Shiver

Manchmal kommt der Grusel auf leisen Sohlen. Im Sammelband „Shiver“ des Mangaka Junji Ito schleicht er über jede Seite, die man aufschlägt. Obacht! Denn so eindrucksvoll, wie der Horror hier in den Alltag der Figuren eindringt, so macht er auch etwas mit den Leserinnen und Lesern. Zehn Kurzgeschichten, die den Schlaf rauben können.

von Daniel Pabst

„Shiver“ ist beim Carlsen Verlag – Carlsen Manga – im Jahre 2021 erschienen. Der Untertitel lautet: „Meisterhafte Horrorgeschichten“. Auf dem Cover ist neben Titel und Autor zunächst nichts weiter zu sehen. Blickt man genauer hin, so erkennt man in Grau gehüllte Gesichter und Wesen. Steckt der Schauer also im Verborgenen? Was, wenn er zum Vorschein kommt? In „Shiver“ scheint er auf insgesamt 400 Seiten hervor und präsentiert insgesamt zehn Kurzgeschichten, die je rund 30 Seiten umfassen. Am Ende jeder Geschichte, ist ein Kommentar des Autors abgedruckt worden, sowie eine Seite aus seinem originalen „Skizzenbuch“ mit deutscher Übersetzung. Junji Ito ist Japaner, geboren 1963 in der Präfektur Gifu im Zentrum der japanischen Hauptinsel Honshu. Bereits 1987 begann er sich im Horror-Genre zu etablieren. Damals erblickte „Tomie“ die Welt und ließ sie erschauern. Was bieten die hier abgedruckten Kurzgeschichten? Lohnt sich der Kauf?

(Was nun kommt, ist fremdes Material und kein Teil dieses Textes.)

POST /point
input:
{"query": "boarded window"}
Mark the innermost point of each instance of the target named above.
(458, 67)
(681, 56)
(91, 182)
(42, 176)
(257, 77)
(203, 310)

Liest man das Inhaltsverzeichnis, so ist ausreichend Raum für eigene Assoziationen. Was könnte hinter den folgenden Titeln stecken? „Die gebrauchte Schallplatte“, „Shiver“ (deutsche Übersetzung: „Schauer“, und titelgebend für den Sammelband), „Das Model“, „Henkerballon“, „Das Marionettenhaus“, „Der Maler“, „Lange Träume“, „Die ehrenwerten Vorfahren“, „Glyzerid“ und „Das Model – Der verfluchte Bildrahmen“ (neue Short Story). Ob aus der Ich-Perspektive oder aus der Sicht eines (hilflosen) Publikums, Junji Ito versteht es jedes Mal, die Untiefen darzustellen, wodurch eine Sogwirkung entsteht, die erst endet, wenn man am Schluss jeder Geschichte am unteren Bildrand liest: „Ende“. Dieses kommt stets unerwartet, sodass sich die Gänsehaut häufig erst nach dem Lesen aufstellt. So sollte guter Horror sein. Darauf muss man sich aber einlassen können.

Die Kurzgeschichten sind allesamt in Manga-typischem Schwarz-Weiß gezeichnet. Vergleicht man diese Geschichten mit den bekannten „Gespenster-Geschichten“ aus dem Bastei-Verlag, die in bunt illustriert wurden, und trotz ihrer hohen Auflage einen gewissen Sammlerstatus erreicht haben, so fällt direkt auf, dass es bei Junji Ito keinerlei Farben bedarf. Gerade das Schwarz-Weiß lässt die Geschichten derart gut entfalten, dass sie noch beängstigender wirken. Das wird neben den Schatten immer dann besonders sichtbar, wenn das Blut statt in Rot, die weißen Seiten nahezu komplett geschwärzt hat. Auch das abrupte „Ende“ einer jeden Geschichte wirkt ganz anders und „erwachsener“ als ein: „Seltsam? Aber so steht es geschrieben“ der „Gespenster-Geschichten“.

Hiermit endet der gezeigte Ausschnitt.